Real-World Application of Solving Polynomial Functions

Student will search the Internet for the following:

*How does the knowledge of polynomial functions facilitate the design of the payload area of a satellite?

*What goes up must come down!  How does the knowledge of polynomial functions prove this theory?

Kinesthetic

*How much ceramic tile does it take to cover your classroom floor? 

Intervention:

Understanding the knowledge level of the student is essential for the success of this lesson.  During the Lesson Motivation Activity, the teacher will use problem-solving examples from each level of education (i.e., early childhood, elementary, middle, etc)  Students will be called on for responses.  Teacher observations are critical during this activity.  Students needing extra preparation will be provided extra examples on their identified level.  Teacher will also schedule one-on-one time with these students to asist them.   

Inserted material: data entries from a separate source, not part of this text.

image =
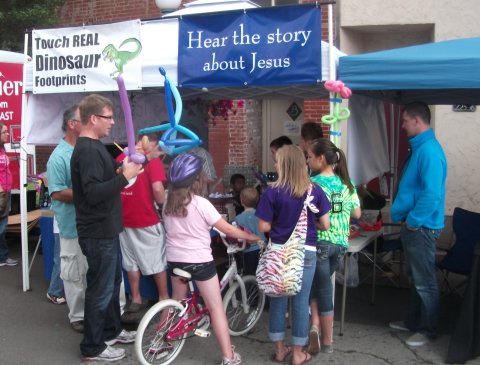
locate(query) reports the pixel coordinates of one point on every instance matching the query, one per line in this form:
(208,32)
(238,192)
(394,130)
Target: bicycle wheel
(239,320)
(151,345)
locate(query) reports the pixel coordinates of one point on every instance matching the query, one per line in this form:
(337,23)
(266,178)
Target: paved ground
(34,331)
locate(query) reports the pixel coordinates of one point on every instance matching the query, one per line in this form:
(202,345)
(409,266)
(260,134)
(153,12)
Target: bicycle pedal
(201,332)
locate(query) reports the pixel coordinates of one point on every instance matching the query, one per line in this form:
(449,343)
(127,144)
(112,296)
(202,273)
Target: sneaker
(77,326)
(326,349)
(237,359)
(314,341)
(8,262)
(109,354)
(417,339)
(399,326)
(56,300)
(123,337)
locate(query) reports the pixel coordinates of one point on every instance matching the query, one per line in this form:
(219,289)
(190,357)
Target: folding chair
(459,258)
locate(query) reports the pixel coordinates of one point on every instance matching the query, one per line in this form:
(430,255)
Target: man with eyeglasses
(96,196)
(5,188)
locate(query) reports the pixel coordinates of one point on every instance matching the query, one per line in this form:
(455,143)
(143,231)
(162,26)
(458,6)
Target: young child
(237,183)
(330,163)
(278,210)
(188,218)
(249,198)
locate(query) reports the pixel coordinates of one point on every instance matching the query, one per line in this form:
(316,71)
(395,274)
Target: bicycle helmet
(184,169)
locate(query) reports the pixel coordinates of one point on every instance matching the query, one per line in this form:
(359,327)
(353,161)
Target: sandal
(281,359)
(308,357)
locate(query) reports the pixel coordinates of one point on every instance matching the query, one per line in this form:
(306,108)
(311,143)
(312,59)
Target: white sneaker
(237,359)
(399,326)
(123,337)
(9,262)
(109,354)
(417,339)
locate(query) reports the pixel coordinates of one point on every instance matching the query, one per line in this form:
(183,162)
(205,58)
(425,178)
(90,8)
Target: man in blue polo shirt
(419,205)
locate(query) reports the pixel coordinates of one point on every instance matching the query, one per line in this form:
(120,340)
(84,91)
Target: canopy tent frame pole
(334,128)
(23,176)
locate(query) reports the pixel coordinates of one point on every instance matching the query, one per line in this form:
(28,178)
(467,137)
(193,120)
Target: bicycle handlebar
(229,245)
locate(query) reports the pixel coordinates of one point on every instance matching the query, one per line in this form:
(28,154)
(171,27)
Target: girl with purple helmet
(188,218)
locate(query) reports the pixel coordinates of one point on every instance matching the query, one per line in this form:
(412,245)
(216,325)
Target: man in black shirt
(96,185)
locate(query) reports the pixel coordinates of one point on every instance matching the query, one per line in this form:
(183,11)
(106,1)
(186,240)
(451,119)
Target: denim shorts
(202,271)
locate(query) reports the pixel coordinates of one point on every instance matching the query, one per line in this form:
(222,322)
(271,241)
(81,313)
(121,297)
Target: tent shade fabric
(437,73)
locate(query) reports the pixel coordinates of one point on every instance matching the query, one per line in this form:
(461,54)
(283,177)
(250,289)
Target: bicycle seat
(182,273)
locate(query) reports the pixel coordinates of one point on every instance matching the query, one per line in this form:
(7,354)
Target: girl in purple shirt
(279,210)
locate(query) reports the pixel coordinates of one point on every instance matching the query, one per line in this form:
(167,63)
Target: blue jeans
(56,283)
(328,258)
(419,248)
(3,243)
(300,306)
(102,308)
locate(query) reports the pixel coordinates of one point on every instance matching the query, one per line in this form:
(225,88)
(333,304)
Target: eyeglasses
(109,117)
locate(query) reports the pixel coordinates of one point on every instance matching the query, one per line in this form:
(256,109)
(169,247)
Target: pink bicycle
(165,327)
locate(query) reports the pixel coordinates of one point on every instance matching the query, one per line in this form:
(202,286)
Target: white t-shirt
(188,238)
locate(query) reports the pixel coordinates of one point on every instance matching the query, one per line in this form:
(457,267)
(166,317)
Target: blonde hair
(179,197)
(292,171)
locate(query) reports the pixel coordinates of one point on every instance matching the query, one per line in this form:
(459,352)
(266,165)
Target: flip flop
(287,353)
(308,357)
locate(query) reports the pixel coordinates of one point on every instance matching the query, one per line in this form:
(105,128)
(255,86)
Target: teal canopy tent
(445,72)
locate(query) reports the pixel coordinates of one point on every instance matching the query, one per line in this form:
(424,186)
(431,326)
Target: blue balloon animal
(169,142)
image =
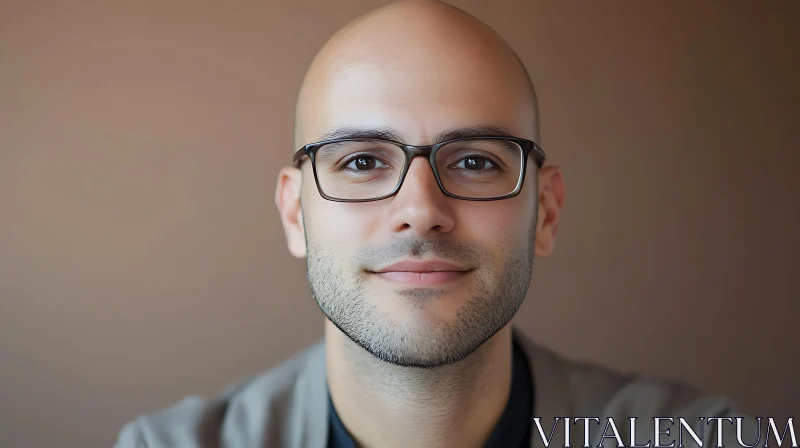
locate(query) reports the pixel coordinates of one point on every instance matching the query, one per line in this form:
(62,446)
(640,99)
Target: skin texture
(427,365)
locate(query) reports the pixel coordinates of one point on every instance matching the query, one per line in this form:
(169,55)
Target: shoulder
(244,415)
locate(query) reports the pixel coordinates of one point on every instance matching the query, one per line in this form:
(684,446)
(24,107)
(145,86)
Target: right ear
(287,198)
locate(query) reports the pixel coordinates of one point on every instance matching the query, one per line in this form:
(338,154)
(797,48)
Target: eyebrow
(384,133)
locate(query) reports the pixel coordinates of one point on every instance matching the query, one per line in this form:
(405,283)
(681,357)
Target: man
(419,263)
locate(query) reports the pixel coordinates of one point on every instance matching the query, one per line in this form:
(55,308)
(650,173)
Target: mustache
(467,254)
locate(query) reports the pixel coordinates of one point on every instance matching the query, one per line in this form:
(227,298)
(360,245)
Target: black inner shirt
(512,430)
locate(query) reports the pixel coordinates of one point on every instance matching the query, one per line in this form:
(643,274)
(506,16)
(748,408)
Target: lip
(422,273)
(421,267)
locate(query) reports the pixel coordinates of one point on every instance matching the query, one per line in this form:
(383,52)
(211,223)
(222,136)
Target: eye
(363,162)
(475,163)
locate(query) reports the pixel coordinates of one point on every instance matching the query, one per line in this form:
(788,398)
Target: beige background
(141,255)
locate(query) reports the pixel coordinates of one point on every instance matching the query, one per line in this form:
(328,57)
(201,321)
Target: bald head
(419,73)
(413,53)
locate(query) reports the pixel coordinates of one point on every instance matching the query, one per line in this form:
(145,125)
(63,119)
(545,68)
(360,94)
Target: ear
(551,200)
(287,198)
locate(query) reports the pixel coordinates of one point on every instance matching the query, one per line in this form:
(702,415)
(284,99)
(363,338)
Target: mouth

Each area below is a direct link to general teaching strategies/classroom accommodations for students with identified learning and/or behavior problems such as: reading or math performance below grade level; test or classroom assignments/quizzes at a failing level; failure to complete assignments independently; difficulty with short-term memory, abstract concepts, staying on task, or following directions; poor peer interaction or temper tantrums, and other learning or behavior problems.

Presentation of Material Environment
Time Demands Materials
Attention Using Groups and Peers
Assisting the Reluctant Starter Dealing with Inappropriate Behavior

Be sure to check the student's IEP for specific accommodations.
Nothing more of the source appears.